I would digress to return to another awaited award of reference – the Person of the Year chosen by the Time magazine’s editor-in-chief. Each year it is a much speculated about moment, for 2014 it was not a prominent personality but a personification of the Ebola virus fighter. The photo perfectly conveys a message and reflects the perceived anxiety and worry of the entire humanity caused by this deadly enemy and the need for protection precautions that should be rigidly observed.
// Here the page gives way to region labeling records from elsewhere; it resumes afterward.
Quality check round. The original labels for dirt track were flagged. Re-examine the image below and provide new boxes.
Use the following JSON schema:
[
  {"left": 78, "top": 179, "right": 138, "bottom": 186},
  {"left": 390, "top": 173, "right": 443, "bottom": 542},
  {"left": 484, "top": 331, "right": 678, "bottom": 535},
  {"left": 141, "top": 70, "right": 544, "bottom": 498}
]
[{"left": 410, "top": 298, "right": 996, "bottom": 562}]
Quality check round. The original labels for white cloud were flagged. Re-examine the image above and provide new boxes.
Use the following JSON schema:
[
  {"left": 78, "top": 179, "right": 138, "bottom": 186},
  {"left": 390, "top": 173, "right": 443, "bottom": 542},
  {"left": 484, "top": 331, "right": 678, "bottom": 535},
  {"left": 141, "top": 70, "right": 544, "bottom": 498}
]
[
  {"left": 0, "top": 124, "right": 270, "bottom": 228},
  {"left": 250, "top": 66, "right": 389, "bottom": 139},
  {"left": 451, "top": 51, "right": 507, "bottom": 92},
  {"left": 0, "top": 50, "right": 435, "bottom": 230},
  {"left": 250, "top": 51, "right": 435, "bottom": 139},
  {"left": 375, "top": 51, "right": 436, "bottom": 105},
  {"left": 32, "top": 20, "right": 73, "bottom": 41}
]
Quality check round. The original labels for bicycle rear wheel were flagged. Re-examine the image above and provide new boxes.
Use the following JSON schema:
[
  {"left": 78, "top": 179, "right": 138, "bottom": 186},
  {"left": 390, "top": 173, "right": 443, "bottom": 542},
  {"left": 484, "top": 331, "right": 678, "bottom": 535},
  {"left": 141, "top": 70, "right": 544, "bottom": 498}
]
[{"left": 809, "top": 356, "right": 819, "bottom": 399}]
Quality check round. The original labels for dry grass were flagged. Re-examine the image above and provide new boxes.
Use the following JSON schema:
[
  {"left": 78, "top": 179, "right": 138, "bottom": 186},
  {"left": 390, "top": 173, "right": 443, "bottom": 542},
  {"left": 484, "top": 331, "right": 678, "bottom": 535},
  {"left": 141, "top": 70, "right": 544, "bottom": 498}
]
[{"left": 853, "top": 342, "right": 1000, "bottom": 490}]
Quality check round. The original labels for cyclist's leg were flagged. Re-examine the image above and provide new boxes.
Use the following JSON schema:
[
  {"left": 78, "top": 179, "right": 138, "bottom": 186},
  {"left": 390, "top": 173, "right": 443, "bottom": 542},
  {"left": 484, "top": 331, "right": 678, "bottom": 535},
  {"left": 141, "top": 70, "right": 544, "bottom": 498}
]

This end of the year is characterized by an unusual concentration of events. The debate that burst out in connection with the report presented to the US Senate about the so-called Enhanced Interrogation Techniques otherwise said – torture, applied by the CIA during the period of 2001-2006 in rapport with the detainees suspected of terrorism, marked and divided the public opinion. On one side there are the CIA that allege, the eyes in their paper, so as to quote exactly – that it wasn’t possible otherwise. In the opposite denouncing, accusing camp there are those that have raised a Tweeter fed tornado of activity and together with the orchestra of human rights groups and campaigners claim for punishment of those involved. Not that I would be totally insensible to another’s suffering but a beaming association comes to my mind, the fact that I and another three quarters of the globe population work hard, are honest and educated get $100 per month and LIVE on that. Doesn’t it by chance compare with being confined in a coffin-like steel box for not an hour or a day but for life!!! Isn’t that one of the 13 infamous inhuman torture procedures that is used against, this time, innocents! My impression is that Madeleine Albright former US State Secretary, who challenged those principles and the people who endorsed them, has the purpose to wreck a scandal and gain some prominence from that, took advantage for some visibility and credit.
My country’s end of the year is on the contrary a happy-ending story. The recent winners in the parliamentary elections are sharing and dividing, negotiating and trading the key positions in the state for the next five years. In the meanwhile the people are left in the expectation without a government, without a projective budget adopted for the next year, but with a rejoicing bright perspective of having a raft of national, religious holidays and vacations. Nobody curtailed us of our right to leisure and celebration!!! At least nobody stole our Christmas!